Hello hungry peoples,
Today we are discovering the joy that is Polish food. I have until recently been quite the novice. I had never even had a pierogi. I had only read about them and imagined them in my food filled dreams. A few trips to the White Eagle Polish Club soon fixed that. Now my tummy has seen so very, very many. Result? I am a much happier and rotund person.
The Polish Club has been kicking around since the 70’s when it was designed by some shmancy pants Italian architect. It doesn’t seem to have changed much since then which gives it this lovely retro homey vibe. It is also pretty casual. We even took the kids for an early dinner and it didn’t feel too awkward. I am not sure the other patrons felt as such. People who bring kids to restaurants eh? Such a-holes.
The club comprises a bistro and a bar in the main room, with a couple smaller dining areas. Even though there is quite a lot of seating this gives it an intimate feel. The bar serves Polish beers, vodka and liqueurs (honey vodka anyone?) and the bistro serves full on authentic Polish cuisine. First lets discuss cost. This place is a bargain. Most of the smaller meals were less than $15 and the serves were generous. A good start as I could order all the food. I like eating all the food.
Polish cuisine tends to be hearty, rich and calorific, perfect for a Canberra Winter. It is generally meaty or noodly with a cabbage component. It also seems to incorporate a lot of preparation such as slow cooking or sauerkraut (also known as pickled cabbage). Another good reason for me to come to the club rather than try to make the stuff myself. My first priority was to get some pierogi in my belly. Pierogi are one of the first things you will hear about when you ask about Polish cuisine. These are dumplings, which come with a variety of fillings, pan fried and served with sour cream and bacon bits. I tried the potato and cheese pierogi. To me they tasted like asian pan fried dumplings but filled with sour cream flavoured chips. Quite tasty but not exactly a health food.

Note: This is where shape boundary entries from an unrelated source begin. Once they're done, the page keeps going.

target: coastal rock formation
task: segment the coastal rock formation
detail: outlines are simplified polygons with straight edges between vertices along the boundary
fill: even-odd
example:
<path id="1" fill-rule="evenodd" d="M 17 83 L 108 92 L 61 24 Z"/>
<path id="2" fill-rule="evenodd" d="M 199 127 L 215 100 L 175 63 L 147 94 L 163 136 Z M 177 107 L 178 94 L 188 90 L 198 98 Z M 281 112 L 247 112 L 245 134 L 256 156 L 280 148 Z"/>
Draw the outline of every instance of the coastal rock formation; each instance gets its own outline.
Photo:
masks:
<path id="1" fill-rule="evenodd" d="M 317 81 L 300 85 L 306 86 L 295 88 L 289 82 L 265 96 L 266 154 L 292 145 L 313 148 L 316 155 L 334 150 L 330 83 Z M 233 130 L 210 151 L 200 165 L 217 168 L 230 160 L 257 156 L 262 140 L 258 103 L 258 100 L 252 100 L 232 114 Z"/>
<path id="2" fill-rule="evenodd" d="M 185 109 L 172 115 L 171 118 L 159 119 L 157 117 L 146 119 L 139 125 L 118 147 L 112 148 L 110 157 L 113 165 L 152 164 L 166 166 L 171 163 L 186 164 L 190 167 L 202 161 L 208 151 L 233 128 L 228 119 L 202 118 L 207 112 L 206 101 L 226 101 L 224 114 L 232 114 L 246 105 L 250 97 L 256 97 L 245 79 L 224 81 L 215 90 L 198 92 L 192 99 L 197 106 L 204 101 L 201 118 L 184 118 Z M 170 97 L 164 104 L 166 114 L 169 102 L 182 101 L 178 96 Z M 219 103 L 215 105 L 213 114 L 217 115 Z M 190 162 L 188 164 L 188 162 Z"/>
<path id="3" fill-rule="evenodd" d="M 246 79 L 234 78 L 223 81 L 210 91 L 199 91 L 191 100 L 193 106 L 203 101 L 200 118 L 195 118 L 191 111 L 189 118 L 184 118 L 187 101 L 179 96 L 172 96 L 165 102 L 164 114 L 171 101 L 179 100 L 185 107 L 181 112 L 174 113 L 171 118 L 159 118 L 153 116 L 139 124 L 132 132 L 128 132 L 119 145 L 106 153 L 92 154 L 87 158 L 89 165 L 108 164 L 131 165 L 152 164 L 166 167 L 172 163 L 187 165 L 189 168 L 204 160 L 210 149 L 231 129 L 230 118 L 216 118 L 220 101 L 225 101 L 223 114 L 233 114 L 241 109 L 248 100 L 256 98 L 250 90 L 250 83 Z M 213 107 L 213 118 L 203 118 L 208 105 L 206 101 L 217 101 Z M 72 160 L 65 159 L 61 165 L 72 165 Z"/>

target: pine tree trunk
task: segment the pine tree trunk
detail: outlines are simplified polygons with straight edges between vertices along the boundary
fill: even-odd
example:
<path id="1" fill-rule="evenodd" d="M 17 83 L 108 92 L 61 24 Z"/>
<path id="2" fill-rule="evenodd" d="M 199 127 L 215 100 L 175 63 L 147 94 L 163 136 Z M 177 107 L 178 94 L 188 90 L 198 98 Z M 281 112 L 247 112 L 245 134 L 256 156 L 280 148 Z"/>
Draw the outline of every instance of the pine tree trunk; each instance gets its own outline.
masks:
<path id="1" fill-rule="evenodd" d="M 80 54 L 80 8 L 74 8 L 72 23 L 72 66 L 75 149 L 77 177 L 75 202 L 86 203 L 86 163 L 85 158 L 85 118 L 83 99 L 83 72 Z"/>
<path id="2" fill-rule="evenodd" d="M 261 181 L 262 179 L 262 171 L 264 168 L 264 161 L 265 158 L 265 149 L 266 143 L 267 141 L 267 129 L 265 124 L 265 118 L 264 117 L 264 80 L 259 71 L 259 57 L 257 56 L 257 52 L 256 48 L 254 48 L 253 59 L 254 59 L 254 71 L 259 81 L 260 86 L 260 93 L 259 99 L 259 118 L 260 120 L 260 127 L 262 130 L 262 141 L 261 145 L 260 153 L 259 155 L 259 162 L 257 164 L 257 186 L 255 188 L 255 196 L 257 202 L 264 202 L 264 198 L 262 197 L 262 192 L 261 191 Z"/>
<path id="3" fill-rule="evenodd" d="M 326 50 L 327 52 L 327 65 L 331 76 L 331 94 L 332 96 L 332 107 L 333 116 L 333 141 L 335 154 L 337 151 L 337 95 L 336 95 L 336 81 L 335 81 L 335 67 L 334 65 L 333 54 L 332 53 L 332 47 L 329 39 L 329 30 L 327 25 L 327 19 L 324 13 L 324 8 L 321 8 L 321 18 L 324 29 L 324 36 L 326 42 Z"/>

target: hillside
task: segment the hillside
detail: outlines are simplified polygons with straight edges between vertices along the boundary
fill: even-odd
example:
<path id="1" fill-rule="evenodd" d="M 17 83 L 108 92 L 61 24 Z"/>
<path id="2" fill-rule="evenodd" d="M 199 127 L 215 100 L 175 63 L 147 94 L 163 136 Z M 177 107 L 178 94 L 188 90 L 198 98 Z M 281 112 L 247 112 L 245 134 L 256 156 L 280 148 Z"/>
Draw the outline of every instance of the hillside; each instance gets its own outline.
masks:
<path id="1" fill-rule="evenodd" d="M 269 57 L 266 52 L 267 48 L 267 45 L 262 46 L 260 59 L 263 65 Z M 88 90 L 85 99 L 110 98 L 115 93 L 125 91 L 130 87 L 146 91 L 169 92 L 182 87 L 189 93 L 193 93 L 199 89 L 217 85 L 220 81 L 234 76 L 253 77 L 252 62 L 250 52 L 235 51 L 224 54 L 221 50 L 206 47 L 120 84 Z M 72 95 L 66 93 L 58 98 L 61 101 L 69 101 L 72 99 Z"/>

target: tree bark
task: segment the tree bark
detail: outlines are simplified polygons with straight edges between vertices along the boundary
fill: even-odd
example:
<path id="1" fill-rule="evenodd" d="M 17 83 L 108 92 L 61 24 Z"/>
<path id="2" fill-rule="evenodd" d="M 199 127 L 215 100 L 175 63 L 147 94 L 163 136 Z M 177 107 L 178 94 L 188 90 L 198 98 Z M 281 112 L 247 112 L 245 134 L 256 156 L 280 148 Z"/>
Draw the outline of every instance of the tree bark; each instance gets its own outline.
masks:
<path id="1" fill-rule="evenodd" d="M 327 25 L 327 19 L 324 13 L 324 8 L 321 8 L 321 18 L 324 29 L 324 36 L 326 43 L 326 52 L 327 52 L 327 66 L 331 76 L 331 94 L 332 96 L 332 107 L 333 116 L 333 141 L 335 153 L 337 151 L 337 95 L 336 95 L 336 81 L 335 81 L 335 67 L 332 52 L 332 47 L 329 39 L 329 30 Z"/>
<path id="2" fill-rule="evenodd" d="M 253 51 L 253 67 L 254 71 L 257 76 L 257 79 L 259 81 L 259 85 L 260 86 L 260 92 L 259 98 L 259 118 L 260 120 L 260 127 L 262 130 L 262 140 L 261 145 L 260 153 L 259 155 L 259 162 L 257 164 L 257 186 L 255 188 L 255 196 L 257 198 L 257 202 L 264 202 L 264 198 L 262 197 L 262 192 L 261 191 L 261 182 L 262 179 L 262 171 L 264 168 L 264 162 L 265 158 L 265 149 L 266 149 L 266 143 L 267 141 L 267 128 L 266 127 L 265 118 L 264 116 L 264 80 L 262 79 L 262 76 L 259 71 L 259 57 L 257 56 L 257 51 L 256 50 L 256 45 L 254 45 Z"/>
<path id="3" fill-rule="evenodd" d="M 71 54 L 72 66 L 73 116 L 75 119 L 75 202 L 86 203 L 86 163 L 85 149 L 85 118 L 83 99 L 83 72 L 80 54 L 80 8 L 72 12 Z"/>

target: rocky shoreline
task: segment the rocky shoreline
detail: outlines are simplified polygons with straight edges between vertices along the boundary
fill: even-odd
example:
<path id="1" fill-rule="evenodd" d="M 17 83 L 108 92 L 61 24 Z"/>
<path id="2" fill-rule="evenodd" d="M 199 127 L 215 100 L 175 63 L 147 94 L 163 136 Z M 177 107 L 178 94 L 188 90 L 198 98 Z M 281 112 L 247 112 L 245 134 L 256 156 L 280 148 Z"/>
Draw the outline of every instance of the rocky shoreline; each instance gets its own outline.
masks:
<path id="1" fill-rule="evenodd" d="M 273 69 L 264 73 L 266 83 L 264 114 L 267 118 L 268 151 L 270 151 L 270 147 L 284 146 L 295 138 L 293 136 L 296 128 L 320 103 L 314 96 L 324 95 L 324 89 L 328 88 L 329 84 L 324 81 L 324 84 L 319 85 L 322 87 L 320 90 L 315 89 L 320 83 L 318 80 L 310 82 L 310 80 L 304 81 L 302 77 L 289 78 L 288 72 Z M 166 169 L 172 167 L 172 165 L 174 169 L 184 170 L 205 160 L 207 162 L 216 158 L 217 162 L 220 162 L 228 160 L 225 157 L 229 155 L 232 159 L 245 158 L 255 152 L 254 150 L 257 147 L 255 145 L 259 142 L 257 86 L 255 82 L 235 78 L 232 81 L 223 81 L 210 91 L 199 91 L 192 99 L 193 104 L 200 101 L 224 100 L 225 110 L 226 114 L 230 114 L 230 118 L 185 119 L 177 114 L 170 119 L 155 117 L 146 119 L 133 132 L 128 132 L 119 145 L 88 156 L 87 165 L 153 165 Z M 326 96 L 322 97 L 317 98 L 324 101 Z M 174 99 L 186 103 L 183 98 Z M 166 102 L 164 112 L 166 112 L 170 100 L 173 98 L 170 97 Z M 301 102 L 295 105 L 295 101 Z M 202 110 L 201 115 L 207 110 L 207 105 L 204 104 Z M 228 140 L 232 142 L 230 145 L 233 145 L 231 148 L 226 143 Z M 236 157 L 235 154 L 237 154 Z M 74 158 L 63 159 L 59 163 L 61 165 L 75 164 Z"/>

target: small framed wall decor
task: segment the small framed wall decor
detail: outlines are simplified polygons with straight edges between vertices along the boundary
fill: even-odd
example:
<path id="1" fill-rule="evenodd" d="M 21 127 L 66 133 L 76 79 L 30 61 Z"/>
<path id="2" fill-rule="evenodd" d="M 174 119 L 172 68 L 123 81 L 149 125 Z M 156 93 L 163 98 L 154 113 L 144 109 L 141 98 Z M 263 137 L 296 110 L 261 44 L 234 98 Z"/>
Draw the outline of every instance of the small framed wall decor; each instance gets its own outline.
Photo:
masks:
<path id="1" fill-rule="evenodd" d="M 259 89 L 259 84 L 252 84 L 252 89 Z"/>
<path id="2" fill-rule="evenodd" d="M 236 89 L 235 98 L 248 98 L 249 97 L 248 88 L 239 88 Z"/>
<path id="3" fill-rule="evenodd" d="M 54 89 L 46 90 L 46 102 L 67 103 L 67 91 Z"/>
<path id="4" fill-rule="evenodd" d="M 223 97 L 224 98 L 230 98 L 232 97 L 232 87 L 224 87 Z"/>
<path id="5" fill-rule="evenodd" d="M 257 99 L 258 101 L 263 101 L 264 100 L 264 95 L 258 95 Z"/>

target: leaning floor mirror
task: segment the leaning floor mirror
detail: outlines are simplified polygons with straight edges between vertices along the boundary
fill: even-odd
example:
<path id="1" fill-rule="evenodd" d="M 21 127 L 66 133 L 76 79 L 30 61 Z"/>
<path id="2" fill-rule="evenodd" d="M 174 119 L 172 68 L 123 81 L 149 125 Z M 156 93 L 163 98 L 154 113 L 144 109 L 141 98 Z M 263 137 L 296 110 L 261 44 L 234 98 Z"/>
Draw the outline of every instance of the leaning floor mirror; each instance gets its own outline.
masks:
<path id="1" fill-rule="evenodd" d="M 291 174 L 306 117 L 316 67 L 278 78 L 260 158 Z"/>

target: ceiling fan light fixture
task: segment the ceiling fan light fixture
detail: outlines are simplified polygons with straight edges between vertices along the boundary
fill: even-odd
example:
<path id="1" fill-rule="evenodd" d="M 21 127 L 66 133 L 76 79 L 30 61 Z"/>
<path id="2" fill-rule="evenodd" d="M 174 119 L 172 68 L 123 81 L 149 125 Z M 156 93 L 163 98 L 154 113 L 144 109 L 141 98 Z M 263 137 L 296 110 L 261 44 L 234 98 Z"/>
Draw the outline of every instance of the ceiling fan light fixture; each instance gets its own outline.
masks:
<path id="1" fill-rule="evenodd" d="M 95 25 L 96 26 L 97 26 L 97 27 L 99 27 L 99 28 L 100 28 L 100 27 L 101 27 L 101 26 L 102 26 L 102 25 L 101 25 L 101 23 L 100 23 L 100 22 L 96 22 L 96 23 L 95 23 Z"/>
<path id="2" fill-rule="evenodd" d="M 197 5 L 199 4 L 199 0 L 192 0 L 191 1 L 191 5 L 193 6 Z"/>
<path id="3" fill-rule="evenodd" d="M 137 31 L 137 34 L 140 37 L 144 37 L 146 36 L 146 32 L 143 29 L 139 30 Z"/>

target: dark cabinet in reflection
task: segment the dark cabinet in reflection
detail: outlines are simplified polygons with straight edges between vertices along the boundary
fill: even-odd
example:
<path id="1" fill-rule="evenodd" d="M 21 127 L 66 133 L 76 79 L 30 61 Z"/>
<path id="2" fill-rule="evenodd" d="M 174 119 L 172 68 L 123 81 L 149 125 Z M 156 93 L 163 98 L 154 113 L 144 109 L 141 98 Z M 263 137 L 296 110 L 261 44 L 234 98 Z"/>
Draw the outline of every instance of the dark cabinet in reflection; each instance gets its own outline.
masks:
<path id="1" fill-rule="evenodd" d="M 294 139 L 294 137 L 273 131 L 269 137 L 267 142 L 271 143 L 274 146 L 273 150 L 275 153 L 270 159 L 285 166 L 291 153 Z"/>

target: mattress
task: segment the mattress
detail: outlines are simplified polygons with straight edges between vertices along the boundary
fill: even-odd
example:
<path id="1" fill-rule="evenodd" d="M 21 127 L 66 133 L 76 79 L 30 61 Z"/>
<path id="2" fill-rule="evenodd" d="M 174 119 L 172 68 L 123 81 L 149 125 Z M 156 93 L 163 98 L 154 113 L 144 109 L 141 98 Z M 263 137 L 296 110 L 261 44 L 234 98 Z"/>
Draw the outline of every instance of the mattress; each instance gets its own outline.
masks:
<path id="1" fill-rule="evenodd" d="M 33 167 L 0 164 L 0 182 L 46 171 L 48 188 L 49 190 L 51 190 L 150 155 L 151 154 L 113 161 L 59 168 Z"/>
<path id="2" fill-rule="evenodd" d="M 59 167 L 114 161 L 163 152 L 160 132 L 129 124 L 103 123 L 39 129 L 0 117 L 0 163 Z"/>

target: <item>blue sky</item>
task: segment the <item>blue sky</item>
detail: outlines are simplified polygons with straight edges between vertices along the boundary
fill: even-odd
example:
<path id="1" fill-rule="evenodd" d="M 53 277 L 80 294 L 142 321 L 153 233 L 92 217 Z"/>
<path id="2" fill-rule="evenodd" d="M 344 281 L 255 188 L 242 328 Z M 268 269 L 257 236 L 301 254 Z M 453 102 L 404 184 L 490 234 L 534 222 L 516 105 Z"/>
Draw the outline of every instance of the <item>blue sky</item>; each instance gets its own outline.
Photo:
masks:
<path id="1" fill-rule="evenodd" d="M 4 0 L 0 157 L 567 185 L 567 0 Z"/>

We also enjoyed some Blintz with a mushroom ragout. These are fried potato pancakes that were sadly a bit overcooked. It was a real shame as there were some great flavours and it had real potential. I did enjoy the mushroom ragout. The most disappointing dish of the night was the Golabki, a pork and beef mince filling wrapped in cabbage leaves. Nice in concept but there was a strange sour after taste that no-one seemed to be a fan of. The tomato sauce it was served in was more like a very thin soup and didn’t add much to the dish.
The veal schnitzels were redeeming. Obviously pan fried (like all schnitzels should be) and crumbed in sourdough, these were perfectly cooked with a lovely mash accompaniment. The real stand-out was the slow cooked pork knuckle. This thing was huge, with lovely tender juicy meat, a whole baked apple, caramelised cabbage and more mash. Pork and apple are just made to go together and it was a bit special. This is clearly one of their signature dishes.
The desert menu is limited. You can get ricotta fritters and…. er…ricotta fritters. They did have a special blackforest fritter available this night so we got both. The original was far superior, a kind of deep fried fluffy dumpling, more cakey than cheesy, with a hint of lemon. The blackforest version were chocolately, with a cherry syrup. Lovely but the lemony ones were just perfection!